Pratt & Whitney’s F-135 engine, pictured here on the final assembly line. Photo, courtesy of Pratt & Whitney.
RTX‘s Pratt & Whitney has received a $2.8 billion U.S. Navy contract for Lot 18 F135 engines for the three variants of the Lockheed Martin F-35 Lightning II fighter.
The contract includes production and spare engines for DoD and foreign nations’ militaries, spare modules, program management, tooling, engineering and production support, Pratt & Whitney said.
“The F135 program sustains more than 67,000 domestic jobs, 240 U.S. suppliers and contributed more than $9.1 billion to the U.S. economy in 2024,” according to the company. “To date, Pratt & Whitney has delivered more than 1,300 F135 production engines to a global enterprise that includes 20 allied nations.”
Carrying over a provision since 2024, House and Senate appropriators’ versions of their fiscal 2026 defense bills bar DoD from funding an F-35 alternative engine to the F135.

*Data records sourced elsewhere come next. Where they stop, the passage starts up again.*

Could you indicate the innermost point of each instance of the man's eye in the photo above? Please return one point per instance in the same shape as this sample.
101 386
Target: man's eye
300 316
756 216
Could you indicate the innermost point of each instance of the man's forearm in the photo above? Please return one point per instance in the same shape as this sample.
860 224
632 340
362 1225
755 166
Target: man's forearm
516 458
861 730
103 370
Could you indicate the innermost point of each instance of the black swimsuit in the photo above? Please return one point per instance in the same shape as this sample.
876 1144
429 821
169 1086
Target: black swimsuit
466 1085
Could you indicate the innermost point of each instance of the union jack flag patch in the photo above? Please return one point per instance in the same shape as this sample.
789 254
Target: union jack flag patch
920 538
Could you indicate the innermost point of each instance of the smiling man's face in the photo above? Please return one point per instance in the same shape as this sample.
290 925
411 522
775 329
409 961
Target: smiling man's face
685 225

The Senate appropriators’ bill adds $280 million for F135 spares and $500 million for F-35 sustainment to help address “sub-optimal projected operational readiness rates.”
On Sept. 30 last year, DoD said that Pratt & Whitney had received a received a more than $1.3 billion cost plus incentive fee contract for the F135 Engine Core Upgrade (ECU).
In fiscal 2024, the Air Force decided to scrap the Advanced Engine Transition Program and move ahead with ECU.